Ammetto che non ho mai trovato abbastanza buona volontà per leggermi la sterminata letteratura scientifica che è stata prodotta negli ultimi anni su questi argomenti. Forse, oltre che la buona volontà, è mancato anche l’interesse. Le volte che sono stato esposto a queste teorie è stato durante i numerosi professional developments a cui, come insegnanti, siamo tenuti ad andare e che, la maggior parte delle volte, hanno come contenuto l’integrazione della tecnologia nella didattica. La cosa che salta all’occhio è che molto spesso gli speakers di queste conferenze a cui partecipano centinaia di professori non sono insegnanti. Sono esperti di informatica o accademici dei vari College of Education. L’esito è un elenco di app e software che “semplificano il lavoro dell’insegnante” e di fronte al quale l’insegnante medio realizza immediatamente che non ha tempo da dedicare allo sviluppo delle sue care lezioni con quelle tecnologie; oppure teorie cognitive così astratte o complesse che faticano a connettersi con il ragazzo concreto che il giorno dopo l’insegnante incontra in classe.

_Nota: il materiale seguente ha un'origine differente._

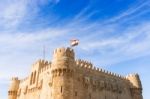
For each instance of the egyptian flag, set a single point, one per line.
(74, 42)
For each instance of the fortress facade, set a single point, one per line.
(67, 78)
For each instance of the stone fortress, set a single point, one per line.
(67, 78)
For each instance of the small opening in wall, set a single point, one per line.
(76, 93)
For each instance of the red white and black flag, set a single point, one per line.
(74, 42)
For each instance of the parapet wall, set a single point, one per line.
(89, 66)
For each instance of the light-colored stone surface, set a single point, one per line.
(67, 78)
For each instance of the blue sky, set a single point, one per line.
(113, 34)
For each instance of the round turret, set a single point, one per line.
(135, 80)
(13, 88)
(14, 84)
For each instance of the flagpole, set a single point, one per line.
(44, 52)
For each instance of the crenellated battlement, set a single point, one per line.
(135, 80)
(41, 62)
(67, 78)
(84, 63)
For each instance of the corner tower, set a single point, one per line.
(62, 71)
(12, 92)
(136, 86)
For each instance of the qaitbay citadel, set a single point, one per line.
(66, 77)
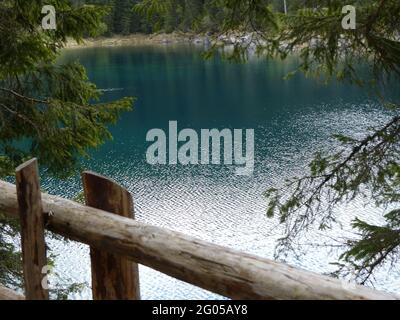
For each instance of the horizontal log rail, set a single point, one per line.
(221, 270)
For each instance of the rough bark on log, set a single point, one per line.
(114, 277)
(218, 269)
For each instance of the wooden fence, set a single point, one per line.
(118, 242)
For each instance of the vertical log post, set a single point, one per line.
(113, 277)
(32, 230)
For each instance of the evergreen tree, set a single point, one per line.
(364, 167)
(47, 110)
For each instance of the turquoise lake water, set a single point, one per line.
(291, 119)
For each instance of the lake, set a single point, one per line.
(291, 120)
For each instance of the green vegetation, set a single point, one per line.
(47, 110)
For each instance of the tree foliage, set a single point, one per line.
(365, 167)
(48, 110)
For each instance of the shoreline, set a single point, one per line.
(138, 39)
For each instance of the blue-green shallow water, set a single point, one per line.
(292, 119)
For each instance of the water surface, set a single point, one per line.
(291, 118)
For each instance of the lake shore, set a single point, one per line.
(139, 39)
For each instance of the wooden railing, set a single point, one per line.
(118, 242)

E allora? Grazie al cielo, passata la retorica del marketing di amministrazioni e genitori e i proclami trionfalistici di informatici e accademici, la vita quotidiana, day in day out, degli insegnanti e dei loro studenti è molto più semplice, e molto più legata a quel sostantivo — scuola — che ha la sostanza e il sapore del sapere, non dell’acqua di cocco.